Students catch glimpse of future with Oculus Rift

Joplin, Mo. grad student Jonmichael Seibert works with the Oculus Rift in the Castellaw Communications Center on Tuesday, October 29, 2013.  Travis Taylor | Lariat Photo Editor
Joplin, Mo. grad student Jonmichael Seibert works with the Oculus Rift in the Castellaw Communications Center on Tuesday, October 29, 2013.
Travis Taylor | Lariat Photo Editor
By Jeffrey Swindoll

After years of research and imagining the innumerable possibilities, virtual reality is just now becoming a real possibility for video games.

Jonmichael Seibert, second-year graduate student, is researching a prototype model of Oculus Rift, a 3-D virtual reality headset.

“Virtual reality has been around for 20 years, and it’s been awful for 20 years,” Seibert said. “Last summer, with the Kickstarter for Oculus, I realized that virtual reality is back, and it actually works.”

Seibert said his experiences with virtual reality as a kid had so much anticipation and expectation for it to be great, but it ended up being very disappointing.

“I remember the first time I tried virtual reality was in 1996,” Seibert said. “I was so excited to try it out, but I got to play it and it was terrible. Bad game. Bad tech. Bad design. Now with the Oculus, developers can really see that virtual reality is real, and it actually does the job right.”

Seibert’s research is specifically focused on the psychological effects a person experiences when playing video games on the Oculus Rift.

Oculus improved past models of virtual reality with full 1080p high-definition display, stereoscopic 3-D, better frame rate and a nearly 360-degree view. Oculus is also more compact than the familiar bulky set-up with slow, choppy graphics and inaccessible to people outside of a rare theme-park attraction for virtual reality.

Many factors go into how a person psychologically, physically and emotionally reacts to a video game, Seibert said. Changing the screen size, control scheme or sound output each contribute to how a person reacts to video games.

Since the Oculus Rift changes so many of those variables, it can potentially change everything about how people experience games. Video games have the potential to revolutionize technology, education, cinema and culture altogether, Seibert said.

“During my research for this project, I read a figure that says the player base of World of Warcraft has collectively spent about 6 million years of gameplay,” Seibert said. “That is 6 million years of man hours gone into a virtual space.”

Seibert believes video games have a certain ability to motivate players. He said this ability can be turned into something useful other than World of Warcraft or escapism. Seibert said that people are more and more “ditching reality” and immersing themselves in games.
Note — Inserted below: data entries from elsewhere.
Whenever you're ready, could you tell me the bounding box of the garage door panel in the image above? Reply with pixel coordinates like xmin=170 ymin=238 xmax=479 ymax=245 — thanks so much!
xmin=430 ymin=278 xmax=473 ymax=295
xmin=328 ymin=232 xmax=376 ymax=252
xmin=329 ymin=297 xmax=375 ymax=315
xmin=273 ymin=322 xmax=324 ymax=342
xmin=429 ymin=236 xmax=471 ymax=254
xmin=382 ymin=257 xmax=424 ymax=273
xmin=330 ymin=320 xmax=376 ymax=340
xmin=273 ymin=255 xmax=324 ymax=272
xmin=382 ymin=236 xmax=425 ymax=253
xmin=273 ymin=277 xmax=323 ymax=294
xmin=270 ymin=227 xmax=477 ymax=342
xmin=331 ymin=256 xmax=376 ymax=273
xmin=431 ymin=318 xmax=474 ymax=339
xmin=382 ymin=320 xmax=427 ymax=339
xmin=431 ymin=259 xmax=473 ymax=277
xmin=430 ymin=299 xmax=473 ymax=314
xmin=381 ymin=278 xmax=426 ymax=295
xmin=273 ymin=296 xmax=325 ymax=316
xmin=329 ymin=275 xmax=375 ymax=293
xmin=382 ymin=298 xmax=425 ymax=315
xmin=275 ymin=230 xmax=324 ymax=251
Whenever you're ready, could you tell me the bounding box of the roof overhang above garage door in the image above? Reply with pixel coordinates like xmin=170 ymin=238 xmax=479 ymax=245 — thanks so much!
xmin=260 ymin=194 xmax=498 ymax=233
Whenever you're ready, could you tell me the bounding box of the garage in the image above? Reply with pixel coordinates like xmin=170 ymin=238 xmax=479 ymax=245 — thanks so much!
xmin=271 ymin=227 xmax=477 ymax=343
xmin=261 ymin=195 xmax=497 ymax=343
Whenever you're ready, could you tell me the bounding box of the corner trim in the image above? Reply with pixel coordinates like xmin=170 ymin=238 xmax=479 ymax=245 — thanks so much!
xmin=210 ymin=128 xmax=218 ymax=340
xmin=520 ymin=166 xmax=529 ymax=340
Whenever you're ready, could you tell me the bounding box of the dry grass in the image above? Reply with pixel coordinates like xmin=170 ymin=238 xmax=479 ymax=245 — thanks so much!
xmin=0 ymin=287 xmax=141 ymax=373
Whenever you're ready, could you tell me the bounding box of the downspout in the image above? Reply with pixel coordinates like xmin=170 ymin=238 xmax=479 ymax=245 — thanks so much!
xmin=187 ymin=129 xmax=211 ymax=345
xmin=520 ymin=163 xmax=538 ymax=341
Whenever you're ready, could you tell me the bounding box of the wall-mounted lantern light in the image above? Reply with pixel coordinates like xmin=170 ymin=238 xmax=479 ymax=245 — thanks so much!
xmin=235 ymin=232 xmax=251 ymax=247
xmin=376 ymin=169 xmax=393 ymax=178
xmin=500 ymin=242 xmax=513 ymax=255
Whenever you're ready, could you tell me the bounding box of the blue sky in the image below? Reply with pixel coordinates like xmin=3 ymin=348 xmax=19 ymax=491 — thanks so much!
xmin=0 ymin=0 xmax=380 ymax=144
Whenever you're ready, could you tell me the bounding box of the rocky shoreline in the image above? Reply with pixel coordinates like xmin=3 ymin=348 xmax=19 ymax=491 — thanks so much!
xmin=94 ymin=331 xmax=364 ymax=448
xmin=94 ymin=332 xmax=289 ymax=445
“There is obviously something in these games that gets people motivated,” Seibert said. “If we can take that motivation out of the virtual space and bring it into the real world and use it to motivate people, then that’s years of gaming well spent.”

Comparing and contrasting the current education system to video games, Seibert pointed out various differences of motivation between the two.

College, for example, essentially has students start with a 100% score, and the whole semester is basically “damage control” from there on out, Seibert said.

Video games, on the other hand, start players from the bottom and are only able to succeed if they complete the objectives the game has laid out for the player.

“With the Oculus, we’ll be doing a lot of student testing to look at immersion and enjoyment in video games,” Dr. Corey Carbonara, professor of film and digital media said.

Seibert graduated in Spring 2012 with a degree in film and digital media. He is currently working towards a master’s degree in communication studies.

Testing for Seibert’s project will begin in November.